(2022)科研成果概要22K12314

科学研究費基盤C(22K12314)は、2022年度から3年間のプロジェクト計画の研究であり、従前の研究18H03344の研究を継承・継続的に研究を進めつつ、範囲を絞った展開研究と位置付けている。当該研究としては、2022年度は初年度であるが、研究の目的、副課題と合わせて、初年度の対外発表等の実績を概説する。

1.研究のねらい

チームスポーツの戦術分析は、その結果としての勝敗に着目して、競争性の観点を中心に様々な研究がなされてきたが、学習支援の観点で取り組まれている研究は多くない。本研究では、チームスポーツにおける個々のスキル学習、特に認知スキルに着目しつつ、それがチームとして機能するための学習支援環境を設計・構築する。そのため、空間認知変換機構、戦術高度化、数理モデルといった三つの副課題観点から研究を進めている。以下では、後述した発表文献毎の成果について、詳細は文献に任せることとして、その概説を行う。

■発表文献毎の成果概要

(PR-1, NR-1) 

1.トラッキング要素技術開発

単一のカメラで撮影したゲーム映像には、多数のプレイヤーが敵味方入り乱れて同時に映り込んでいる。その状況下で、既存のマルチオブジェクトトラッキング技術を適用したマルチプレイヤートラッキングに際しては、バウンディングボックスに基づくトラッキングには、オクルージョンによるトラッキングからの外れ対応やスムージングといった工夫が求められる。また、一般の二階席等からのカメラ映像はコートに対して、斜め上からの撮影を前提とすることになるため、トラッキング処理の後の二次元座標系への変換時には、その補正が求められる。さらには、バスケットボールにおいては高く飛ぶジャンプによる鉛直方向への上下運動が顕著に表れ、それにより座標変換時に大きく位置がずれることになる。そこで、このような幾つかの共通・特殊な課題に対して、技術的な対策処理を導入し、バスケットボールに特化したマルチプレイヤートラッキング技術を開発した。

2.学習支援技術開発

もともと二次元座標データが、高精度な専門のトラッキングツールで抽出されてたとしても、学習支援機能は装備されていない。上記の要素技術として、安価にプレイヤーのトラッキングができたとしても同様である。そこで、二次元座標系での移動データが得られた際には、それを活用した戦術学習の機能およびその実現環境が求められる。そこで、本研究では、既存の戦術自動抽出の研究を元に、今回のトラッキングデータに合わせて基本戦術の抽出機能を一部移植した。これにより、適用戦術に関する設問や予測に関する設問が提供できる環境が整ったことになる。

(PR-2, NR-2)

3.個人の認知スキル学習

チームの戦術実現性を高めるには、そのチームを構成する個々のプレイヤーが、戦術理解したことを前提としても、プレイヤとしての認知スキルを高めねば実現困難になる。
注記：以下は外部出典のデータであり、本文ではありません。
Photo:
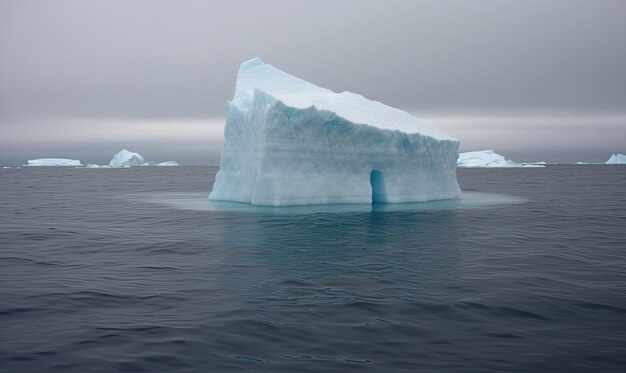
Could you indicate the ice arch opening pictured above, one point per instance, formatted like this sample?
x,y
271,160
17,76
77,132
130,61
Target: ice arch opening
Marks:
x,y
378,187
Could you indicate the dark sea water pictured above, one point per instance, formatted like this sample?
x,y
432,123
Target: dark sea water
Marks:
x,y
130,270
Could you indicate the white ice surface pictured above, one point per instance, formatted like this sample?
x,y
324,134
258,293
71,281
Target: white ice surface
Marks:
x,y
54,162
168,163
289,142
489,158
125,158
297,93
617,159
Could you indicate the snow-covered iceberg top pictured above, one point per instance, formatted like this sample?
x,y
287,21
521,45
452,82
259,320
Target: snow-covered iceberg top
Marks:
x,y
290,142
54,162
617,159
297,93
489,158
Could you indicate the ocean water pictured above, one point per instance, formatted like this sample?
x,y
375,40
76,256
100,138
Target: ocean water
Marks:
x,y
130,270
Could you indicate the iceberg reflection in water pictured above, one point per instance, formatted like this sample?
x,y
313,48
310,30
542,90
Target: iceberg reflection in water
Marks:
x,y
198,201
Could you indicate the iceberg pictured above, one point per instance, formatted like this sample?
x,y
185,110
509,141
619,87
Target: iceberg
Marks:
x,y
168,163
489,158
617,159
54,162
126,159
290,142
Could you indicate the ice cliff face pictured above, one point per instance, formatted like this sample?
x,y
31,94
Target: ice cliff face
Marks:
x,y
289,142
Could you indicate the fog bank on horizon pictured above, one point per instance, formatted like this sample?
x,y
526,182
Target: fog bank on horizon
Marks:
x,y
533,80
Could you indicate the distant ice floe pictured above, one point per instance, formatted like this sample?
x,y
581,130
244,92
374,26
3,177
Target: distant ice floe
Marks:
x,y
617,159
168,163
54,162
489,158
127,158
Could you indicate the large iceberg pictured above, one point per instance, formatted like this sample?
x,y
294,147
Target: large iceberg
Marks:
x,y
290,142
617,159
54,162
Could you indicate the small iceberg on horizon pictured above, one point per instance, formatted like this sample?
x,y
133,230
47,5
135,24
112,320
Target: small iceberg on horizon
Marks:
x,y
489,158
127,158
617,159
168,164
53,162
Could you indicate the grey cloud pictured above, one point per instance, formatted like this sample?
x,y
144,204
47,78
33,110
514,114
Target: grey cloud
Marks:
x,y
157,60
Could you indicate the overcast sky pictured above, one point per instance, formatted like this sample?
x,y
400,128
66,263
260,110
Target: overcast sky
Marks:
x,y
533,80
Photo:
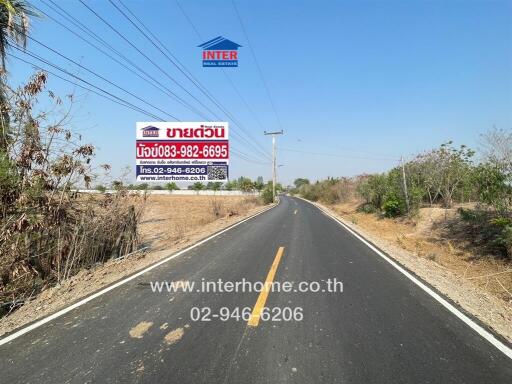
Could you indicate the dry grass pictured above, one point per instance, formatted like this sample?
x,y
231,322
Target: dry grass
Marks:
x,y
170,223
168,219
425,236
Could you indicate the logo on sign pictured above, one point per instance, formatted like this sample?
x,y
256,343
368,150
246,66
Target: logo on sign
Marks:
x,y
220,52
150,131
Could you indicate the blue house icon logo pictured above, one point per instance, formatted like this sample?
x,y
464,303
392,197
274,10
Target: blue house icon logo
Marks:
x,y
220,52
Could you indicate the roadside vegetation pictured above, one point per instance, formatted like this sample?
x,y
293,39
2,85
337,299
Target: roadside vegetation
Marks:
x,y
48,232
478,185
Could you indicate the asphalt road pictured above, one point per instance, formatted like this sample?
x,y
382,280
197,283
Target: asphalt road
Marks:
x,y
381,329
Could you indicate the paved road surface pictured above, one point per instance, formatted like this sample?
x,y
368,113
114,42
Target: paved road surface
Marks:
x,y
381,329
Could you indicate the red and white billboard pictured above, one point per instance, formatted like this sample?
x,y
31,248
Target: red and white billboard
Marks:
x,y
182,151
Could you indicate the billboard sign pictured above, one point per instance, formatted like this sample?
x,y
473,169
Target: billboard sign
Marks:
x,y
182,151
220,52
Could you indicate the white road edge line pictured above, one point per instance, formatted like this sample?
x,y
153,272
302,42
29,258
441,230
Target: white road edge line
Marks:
x,y
450,307
63,311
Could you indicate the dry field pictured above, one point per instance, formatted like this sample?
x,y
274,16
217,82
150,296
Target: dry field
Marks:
x,y
426,236
169,223
171,219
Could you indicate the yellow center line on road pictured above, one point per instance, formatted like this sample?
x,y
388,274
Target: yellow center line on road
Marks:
x,y
262,298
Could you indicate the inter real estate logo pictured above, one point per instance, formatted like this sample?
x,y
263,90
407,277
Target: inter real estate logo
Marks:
x,y
220,52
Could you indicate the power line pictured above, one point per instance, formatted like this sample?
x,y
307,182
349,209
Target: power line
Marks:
x,y
35,56
337,155
238,154
100,77
231,82
155,83
258,66
78,85
183,69
146,56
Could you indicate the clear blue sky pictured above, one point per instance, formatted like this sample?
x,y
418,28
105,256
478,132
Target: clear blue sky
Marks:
x,y
364,79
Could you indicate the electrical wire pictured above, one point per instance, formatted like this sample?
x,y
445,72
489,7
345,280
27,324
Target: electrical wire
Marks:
x,y
183,69
258,66
68,17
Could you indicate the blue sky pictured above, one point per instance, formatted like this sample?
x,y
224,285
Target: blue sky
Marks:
x,y
366,80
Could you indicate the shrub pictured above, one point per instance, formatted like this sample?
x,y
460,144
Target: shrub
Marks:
x,y
48,232
101,188
392,207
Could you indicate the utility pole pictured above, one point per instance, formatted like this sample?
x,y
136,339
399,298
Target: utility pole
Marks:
x,y
405,184
274,177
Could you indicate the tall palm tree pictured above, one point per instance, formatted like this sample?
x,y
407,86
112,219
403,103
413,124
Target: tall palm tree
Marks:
x,y
14,22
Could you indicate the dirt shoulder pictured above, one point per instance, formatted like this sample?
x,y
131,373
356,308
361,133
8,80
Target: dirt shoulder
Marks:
x,y
448,267
169,224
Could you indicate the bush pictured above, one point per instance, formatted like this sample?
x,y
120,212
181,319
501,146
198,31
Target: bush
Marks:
x,y
100,188
47,231
392,207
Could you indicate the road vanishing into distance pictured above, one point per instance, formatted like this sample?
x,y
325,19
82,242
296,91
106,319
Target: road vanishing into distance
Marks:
x,y
382,328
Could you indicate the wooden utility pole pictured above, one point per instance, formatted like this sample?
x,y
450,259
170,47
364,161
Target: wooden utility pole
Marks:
x,y
405,184
274,177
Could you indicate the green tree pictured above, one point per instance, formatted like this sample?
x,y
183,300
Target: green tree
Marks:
x,y
172,186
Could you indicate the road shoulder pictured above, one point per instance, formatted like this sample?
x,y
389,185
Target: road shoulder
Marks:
x,y
87,282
また、認知スキルは、チーム戦術のみならず、個人プレイとしても必須であるため、本課題の中で、その注視点に関する研究に取り組んだ。これは、前プロジェクトからの継承・発展課題である。本研究では、対峙する相手プレイヤー一人に対する視点位置の学習だけでなく、マルチプレイヤー環境としては、複眼的な注視対象に注意を払う必要がある。そこで、複合現実環境(MR)を用いて、視線による中心視野だけでなく、ハンドトラッキングを導入して、中心視点に加えて、他の注意点を明示できる環境を構築した。この環境を用いると、エキスパートとノービスの間での、中心視座と周辺視の中にある注意対象の二つの情報を比較することができるようになった。

■Achievemet-Paper List

(査読付:PR)

  1. Kenji Matsuura, Kota Jobe, Hiroki Tanioka, Hironori Takeuchi and Tetsushi Ueta : Performed-Tactics Detection of a Basketball Match using Multi-Object Tracking Technology Applicable for a Movie, Proceedings of SITE2023, US, Mar. 2023.
  2. Kenji Matsuura, Hiroki Tanioka, Stephen Karungaru, Tomohito Wada, Naka Gotoda : Double-sided design for reinforcing private training of basketball with an advanced imagery opponent, IJLTLE, Vol.6, No.1, 2023 (Accepted, InPress).

(査読無:NR)

  1. 条辺 康太, 竹内 寛典, 松浦 健二 : バスケットボールの実映像からのプレイヤトラッキングによる基本戦術理解支援, 教育システム情報学会学生研究発表会, 231-232, 2023年3月.
  2. 山岡 凛, 竹内 寛典, 松浦 健二 : MR環境を活用したバスケットボールの着眼点の改善支援,
    教育システム情報学会学生研究発表会, 229-230, 2023年3月.